A verdade é que, se Trump tiver sucesso em sua campanha para remover Cook, ele também estabelecerá um precedente perigoso que tornará mais fácil remover governadores dos quais ele não gosta.
As acusações contra Cook vêm de Bill Pulte, diretor da Agência Federal de Financiamento Habitacional (FAF), que há semanas alimenta a ira de Trump contra o Fed em relação à sua política monetária. Assim como acusou Cook de apresentar informações fraudulentas em pedidos de financiamento imobiliário para dois imóveis, ele também fez alegações semelhantes contra Powell: acusando-o de má gestão na reforma da sede do Fed, enquanto, em particular, instava o presidente a demiti-lo.

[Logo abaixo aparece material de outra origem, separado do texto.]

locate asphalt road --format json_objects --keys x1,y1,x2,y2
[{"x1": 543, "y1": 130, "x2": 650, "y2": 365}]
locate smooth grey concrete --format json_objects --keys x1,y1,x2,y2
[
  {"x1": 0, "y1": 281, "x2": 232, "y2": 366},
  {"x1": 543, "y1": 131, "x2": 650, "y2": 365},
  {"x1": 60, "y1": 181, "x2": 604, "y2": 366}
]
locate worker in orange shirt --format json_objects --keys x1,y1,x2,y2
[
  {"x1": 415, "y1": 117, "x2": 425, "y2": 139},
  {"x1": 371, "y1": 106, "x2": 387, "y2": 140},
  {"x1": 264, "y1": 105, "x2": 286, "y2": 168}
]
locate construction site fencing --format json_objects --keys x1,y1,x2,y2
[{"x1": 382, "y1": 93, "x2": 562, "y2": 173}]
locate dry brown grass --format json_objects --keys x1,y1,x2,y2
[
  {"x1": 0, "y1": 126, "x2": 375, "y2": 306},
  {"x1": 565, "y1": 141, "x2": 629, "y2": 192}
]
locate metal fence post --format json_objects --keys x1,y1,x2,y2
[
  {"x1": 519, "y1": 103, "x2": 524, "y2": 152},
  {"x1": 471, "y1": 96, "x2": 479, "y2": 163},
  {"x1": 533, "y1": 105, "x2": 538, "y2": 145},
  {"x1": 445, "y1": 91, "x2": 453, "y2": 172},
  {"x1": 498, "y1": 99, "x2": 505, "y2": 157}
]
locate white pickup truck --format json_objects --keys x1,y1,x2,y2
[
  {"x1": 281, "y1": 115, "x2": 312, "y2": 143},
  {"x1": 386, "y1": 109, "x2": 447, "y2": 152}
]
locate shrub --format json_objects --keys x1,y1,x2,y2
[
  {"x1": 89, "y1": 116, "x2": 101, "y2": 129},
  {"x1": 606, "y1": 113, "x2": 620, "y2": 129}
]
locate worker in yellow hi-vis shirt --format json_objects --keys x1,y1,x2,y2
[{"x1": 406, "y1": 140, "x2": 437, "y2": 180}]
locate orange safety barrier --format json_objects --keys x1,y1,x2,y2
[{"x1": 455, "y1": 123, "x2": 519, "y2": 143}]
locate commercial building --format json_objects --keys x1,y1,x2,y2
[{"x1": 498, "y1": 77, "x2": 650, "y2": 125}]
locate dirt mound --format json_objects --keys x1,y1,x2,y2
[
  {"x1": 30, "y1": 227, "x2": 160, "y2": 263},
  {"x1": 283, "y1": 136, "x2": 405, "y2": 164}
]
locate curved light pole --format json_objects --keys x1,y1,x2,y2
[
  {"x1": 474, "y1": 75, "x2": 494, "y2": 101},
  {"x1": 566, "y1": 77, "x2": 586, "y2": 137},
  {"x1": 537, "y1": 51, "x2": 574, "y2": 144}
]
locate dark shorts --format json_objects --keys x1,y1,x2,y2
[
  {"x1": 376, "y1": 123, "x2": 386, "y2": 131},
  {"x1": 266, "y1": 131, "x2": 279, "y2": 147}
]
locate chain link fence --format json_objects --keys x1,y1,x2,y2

Após tornar públicas as alegações contra Cook, Pulte encaminhou o caso ao Departamento de Justiça, que já abriu uma investigação criminal. As acusações de Pulte sobre as hipotecas de Cook se encaixam em um modus operandi que Trump também usou para vingança política. O republicano fez acusações de fraude contra outros adversários, como o senador da Califórnia Adam B. Schiff, que liderou as investigações do Congresso sobre Trump durante seu primeiro mandato, e Letitia James, a procuradora-geral de Nova York, que venceu o caso de fraude fiscal contra o republicano antes de seu retorno à Casa Branca.
Em tempo
"Se Trump pode atacar o Fed, pilar do capital, pode atirar mais no Brasil. EUA ameaçam sanções contra países que regulam ou tributam plataformas sociais" é o título do artigo de Vinicius Torres Freire, publicado no jornal Folha de S. Paulo, 27-08-2025.